Conversion of T4 into T3

T3 is 10 times more active than T4 and is responsible for most of the actions of thyroid hormone on the cell.  Some people cannot convert T4 into T3 as efficiently as others.  In addition, there are many factors that could be inhibiting this process.

Selenium, antioxidants, iron, magnesium, zinc, vitamin A, vitamin B6 and B12 deficiencies can lead to poor conversion.  As people get older, they lose their ability to convert thyroid hormone which may be due to decreased growth hormone and decreased protein, vitamin and mineral absorption.  This is partially due to decreased stomach acid production as we age.

Excess estrogen from xenoestrogens in the environment, birth control pills and hormone replacement can lead to low thyroid symptoms.  Estrogen increases the protein that binds to thyroid hormone leaving excess thyroid hormone bound to protein which is inactive until it becomes unbound.
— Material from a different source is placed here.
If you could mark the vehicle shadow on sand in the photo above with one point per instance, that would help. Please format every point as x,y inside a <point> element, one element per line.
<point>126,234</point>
Cortisol produced by the adrenal gland is a major factor in converting thyroid hormone.  Too much cortisol can inhibit the activation of thyroid hormone and too little cortisol yields the same result.  Exhausted adrenals will cause low thyroid symptoms due to the lack of cortisol production.

Insulin is a hormone released by the pancreas to handle blood sugar elevations after consumption of carbohydrates and can inhibit hormone conversion as well.  Soy products have been shown to inhibit the conversion of thyroid hormone.  This only goes for soy products that are non-fermented.  Fermented soy products such as miso and tempeh are okay.

Vitamin C has been shown to enhance the conversion of thyroid hormone.  Radiation, chemotherapy, growth hormone deficiency, and cigarette smoke have also been shown to reduce thyroid hormone conversion.

So as you can see, there is a lot more to the thyroid than just the TSH test.  I recommend to at least get TSH, Free T4 and Free T3 done.  And I will usually add in reverse T3 if excessive stress seems to be an issue for the patient. Additional tests that can provide clues include leptin, sex hormone binding globulin, and a cholesterol panel.  All of these may be high when a patient is hypothyroid.

I’ll also look at a urinary adrenal profile to evaluate metabolized cortisol which is low in hypothyroidism and high in hyperthyroidism.  Additional hormones that are helpful in this panel are free cortisol, free cortisone and DHEA which is important for the utilization of T3 in the cell.

Make sure you have been thoroughly evaluated before making any decisions about treatment for your thyroid and definitely don’t just rely on a TSH test.  I hope you have a better understanding now of the thyroid and thyroid hormones.